Taken together, these studies indicate that the extra potency of HCV protease inhibitors helps overcome the tendency to relapse among patients who take inadequate ribavirin in dual therapy with pegylated interferon.

In his summary of research highlights on the final day of the conference, Jean-Michel Pawlotsky from the University of Paris said these findings "validate the use of ribavirin dose reduction" rather than adding the expense of EPO to an already costly regimen.


Poordad FF, Lawitz EJ, Reddy KR, et al. A randomized trial comparing ribavirin dose reduction versus erythropoietin for anemia management in previously untreated patients with chronic hepatitis C receiving boceprevir plus Pginterferon/Riba. 47th International Liver Congress (EASL 2012). Barcelona, abtract 14192012. See the abstract here.

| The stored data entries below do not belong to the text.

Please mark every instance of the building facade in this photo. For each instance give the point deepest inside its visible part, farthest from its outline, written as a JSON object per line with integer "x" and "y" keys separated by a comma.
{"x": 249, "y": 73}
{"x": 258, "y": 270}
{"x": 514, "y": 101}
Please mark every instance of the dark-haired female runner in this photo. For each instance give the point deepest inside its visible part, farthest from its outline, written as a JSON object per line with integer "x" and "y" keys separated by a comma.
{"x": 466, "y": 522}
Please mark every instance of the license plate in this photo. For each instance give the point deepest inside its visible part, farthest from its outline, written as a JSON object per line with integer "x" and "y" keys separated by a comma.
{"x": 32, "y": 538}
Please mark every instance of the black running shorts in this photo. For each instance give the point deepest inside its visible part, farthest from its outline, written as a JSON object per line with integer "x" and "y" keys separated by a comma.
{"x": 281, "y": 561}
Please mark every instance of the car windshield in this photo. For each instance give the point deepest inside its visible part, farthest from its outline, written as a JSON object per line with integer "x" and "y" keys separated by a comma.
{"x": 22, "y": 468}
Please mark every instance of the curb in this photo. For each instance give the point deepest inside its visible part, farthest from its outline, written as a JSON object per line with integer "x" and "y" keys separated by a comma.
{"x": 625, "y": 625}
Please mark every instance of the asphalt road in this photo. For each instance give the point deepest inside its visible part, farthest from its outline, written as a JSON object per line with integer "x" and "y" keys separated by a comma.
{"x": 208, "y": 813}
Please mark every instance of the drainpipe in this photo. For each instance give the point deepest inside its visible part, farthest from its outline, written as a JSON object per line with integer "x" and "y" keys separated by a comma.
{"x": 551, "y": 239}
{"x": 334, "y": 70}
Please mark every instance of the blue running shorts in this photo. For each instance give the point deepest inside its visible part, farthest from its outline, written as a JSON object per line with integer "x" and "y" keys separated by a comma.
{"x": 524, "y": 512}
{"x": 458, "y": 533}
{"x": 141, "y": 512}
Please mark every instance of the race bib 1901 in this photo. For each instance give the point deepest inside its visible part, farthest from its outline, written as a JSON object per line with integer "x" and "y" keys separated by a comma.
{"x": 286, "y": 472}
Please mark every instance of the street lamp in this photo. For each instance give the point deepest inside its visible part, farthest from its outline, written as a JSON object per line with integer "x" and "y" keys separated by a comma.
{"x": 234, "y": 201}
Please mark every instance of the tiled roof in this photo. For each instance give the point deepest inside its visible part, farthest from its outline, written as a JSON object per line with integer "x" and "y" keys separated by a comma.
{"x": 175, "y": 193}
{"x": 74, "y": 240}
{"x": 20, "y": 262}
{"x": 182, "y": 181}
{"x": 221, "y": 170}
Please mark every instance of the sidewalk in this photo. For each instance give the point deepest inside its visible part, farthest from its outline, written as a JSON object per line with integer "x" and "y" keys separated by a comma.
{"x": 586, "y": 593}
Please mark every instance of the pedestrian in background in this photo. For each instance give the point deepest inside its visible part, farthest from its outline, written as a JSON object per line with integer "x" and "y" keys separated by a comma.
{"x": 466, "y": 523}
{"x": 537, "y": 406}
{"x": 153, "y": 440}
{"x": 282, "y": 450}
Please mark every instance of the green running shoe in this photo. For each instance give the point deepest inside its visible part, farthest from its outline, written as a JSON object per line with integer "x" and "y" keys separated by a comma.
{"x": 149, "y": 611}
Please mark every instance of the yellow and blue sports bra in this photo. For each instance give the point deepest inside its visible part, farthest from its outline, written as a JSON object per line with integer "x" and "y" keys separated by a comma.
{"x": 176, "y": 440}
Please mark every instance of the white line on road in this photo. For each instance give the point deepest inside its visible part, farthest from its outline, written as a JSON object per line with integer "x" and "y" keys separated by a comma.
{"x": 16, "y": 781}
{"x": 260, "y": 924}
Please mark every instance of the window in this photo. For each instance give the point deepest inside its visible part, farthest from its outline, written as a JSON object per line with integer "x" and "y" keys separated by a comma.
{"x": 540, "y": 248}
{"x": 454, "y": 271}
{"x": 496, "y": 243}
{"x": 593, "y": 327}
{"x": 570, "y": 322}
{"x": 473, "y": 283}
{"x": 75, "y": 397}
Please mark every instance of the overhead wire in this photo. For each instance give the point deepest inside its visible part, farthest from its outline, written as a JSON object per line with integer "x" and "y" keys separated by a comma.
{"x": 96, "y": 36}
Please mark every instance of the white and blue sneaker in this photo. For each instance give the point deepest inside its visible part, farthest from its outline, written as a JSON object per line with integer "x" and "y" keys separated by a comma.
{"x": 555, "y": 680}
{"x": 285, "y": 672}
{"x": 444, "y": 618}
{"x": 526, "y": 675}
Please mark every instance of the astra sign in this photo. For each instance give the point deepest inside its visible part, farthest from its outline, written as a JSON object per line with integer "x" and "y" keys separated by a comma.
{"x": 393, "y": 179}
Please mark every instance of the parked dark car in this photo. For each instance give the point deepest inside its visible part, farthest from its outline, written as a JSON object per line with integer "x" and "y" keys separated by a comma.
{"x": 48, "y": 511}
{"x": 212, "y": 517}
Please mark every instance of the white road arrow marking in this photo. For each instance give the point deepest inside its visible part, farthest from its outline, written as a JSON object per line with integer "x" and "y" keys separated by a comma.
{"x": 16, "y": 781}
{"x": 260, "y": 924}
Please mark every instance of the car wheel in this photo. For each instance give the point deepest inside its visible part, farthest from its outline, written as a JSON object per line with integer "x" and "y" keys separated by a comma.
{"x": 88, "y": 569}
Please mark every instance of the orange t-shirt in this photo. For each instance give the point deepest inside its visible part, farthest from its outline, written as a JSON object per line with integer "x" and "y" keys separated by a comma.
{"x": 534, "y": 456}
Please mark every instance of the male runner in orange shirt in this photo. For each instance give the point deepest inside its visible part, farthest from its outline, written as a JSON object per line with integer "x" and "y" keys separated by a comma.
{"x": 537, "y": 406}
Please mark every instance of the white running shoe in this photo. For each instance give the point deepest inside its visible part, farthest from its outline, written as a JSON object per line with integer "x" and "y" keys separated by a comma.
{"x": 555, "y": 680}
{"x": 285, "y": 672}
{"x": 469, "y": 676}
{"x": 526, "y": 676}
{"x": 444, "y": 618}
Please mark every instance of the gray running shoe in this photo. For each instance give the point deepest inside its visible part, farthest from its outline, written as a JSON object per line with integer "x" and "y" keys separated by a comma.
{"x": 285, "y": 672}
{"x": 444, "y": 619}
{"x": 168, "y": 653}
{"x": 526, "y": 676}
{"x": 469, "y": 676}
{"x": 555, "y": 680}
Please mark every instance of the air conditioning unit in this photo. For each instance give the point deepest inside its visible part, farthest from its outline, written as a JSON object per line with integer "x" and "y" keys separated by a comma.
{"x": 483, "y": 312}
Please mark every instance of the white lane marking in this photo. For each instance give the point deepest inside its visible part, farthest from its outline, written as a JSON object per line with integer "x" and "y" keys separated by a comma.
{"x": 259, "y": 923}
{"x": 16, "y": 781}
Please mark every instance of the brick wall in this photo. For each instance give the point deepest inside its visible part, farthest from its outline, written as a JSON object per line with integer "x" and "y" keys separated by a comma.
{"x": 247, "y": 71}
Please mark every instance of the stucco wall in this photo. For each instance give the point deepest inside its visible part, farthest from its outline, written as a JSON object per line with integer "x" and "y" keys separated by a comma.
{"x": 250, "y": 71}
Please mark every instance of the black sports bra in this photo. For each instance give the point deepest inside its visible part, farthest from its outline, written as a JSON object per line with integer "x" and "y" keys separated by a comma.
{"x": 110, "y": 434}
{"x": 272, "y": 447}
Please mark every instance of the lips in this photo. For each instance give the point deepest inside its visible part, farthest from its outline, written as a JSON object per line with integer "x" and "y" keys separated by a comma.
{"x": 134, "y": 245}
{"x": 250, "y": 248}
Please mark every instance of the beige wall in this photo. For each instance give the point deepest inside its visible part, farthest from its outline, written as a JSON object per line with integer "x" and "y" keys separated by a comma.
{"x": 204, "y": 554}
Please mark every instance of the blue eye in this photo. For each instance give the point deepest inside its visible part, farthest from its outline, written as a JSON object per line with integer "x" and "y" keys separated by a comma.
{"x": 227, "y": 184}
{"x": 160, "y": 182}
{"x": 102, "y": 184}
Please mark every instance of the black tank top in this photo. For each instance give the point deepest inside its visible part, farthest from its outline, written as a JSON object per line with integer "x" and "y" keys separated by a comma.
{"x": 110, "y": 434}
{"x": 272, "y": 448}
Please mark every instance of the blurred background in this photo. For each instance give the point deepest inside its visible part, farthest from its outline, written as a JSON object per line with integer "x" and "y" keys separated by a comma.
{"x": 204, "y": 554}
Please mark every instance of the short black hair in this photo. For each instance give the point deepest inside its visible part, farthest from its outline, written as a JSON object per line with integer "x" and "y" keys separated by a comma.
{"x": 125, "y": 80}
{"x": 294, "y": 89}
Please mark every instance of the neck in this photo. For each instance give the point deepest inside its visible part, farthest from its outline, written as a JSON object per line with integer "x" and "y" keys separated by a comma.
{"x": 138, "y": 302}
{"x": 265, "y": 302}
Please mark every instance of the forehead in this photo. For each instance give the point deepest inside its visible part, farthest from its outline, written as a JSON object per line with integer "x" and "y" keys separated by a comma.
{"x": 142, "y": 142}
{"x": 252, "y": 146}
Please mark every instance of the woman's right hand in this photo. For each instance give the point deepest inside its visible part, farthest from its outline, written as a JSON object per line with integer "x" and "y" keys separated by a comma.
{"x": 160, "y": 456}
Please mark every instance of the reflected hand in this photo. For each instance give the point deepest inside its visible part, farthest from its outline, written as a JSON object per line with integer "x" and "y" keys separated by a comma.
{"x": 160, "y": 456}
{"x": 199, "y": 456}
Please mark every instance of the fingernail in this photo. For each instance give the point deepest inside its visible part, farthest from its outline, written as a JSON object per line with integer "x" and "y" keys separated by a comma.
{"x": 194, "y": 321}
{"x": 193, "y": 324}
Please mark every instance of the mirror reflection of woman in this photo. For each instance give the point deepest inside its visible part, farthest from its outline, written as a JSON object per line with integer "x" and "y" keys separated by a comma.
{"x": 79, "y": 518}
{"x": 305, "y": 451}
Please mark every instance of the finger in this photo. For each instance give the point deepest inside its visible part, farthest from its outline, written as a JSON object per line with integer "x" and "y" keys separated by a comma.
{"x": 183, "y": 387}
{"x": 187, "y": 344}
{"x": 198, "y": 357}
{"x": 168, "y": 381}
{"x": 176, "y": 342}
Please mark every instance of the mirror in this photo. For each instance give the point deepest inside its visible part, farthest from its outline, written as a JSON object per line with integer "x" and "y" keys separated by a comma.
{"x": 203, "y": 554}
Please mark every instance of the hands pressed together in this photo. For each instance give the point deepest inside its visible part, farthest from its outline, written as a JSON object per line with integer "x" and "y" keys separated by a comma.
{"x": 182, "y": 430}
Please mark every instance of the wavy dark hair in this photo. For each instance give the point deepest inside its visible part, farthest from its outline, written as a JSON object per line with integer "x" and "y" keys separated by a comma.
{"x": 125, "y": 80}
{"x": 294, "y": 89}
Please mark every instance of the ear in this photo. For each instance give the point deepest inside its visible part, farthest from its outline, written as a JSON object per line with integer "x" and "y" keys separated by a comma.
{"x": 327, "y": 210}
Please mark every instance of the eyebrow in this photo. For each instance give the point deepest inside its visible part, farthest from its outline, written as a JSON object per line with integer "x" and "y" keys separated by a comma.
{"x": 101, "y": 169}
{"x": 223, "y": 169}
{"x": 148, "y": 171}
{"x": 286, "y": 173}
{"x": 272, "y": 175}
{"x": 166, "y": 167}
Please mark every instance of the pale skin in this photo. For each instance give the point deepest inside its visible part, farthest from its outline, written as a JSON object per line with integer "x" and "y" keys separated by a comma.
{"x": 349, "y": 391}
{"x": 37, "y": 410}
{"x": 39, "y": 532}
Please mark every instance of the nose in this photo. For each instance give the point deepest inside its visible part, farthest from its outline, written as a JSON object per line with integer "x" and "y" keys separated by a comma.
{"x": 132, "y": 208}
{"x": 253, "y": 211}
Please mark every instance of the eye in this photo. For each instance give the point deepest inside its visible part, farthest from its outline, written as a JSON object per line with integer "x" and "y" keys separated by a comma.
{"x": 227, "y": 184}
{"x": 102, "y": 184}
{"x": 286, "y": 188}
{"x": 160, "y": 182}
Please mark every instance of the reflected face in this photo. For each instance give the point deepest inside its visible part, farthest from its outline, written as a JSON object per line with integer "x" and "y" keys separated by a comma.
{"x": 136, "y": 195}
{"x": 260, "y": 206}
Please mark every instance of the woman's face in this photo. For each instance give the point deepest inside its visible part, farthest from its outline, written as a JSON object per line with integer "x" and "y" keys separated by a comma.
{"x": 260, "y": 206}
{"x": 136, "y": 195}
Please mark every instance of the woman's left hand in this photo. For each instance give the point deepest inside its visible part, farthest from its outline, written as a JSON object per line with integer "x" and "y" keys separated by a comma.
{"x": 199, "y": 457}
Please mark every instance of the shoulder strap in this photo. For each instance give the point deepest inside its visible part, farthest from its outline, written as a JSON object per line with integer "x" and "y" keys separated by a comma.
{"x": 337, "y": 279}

Sulkowski M, Roberts S, Afdhal N, et al. Ribavirin dose modification in treatment-naive and previously treated patients who received telaprevir combination treatment: no impact on sustained virologic response in phase 3 studies. 47th International Liver Congress (EASL 2012). Barcelona, abstract 1162, 2012. See the abstract here.

Merck Merck reports phase III study results evaluating anemia management strategies used with Victrelis (boceprevir) combination therapy. Press release, 19 April 2012.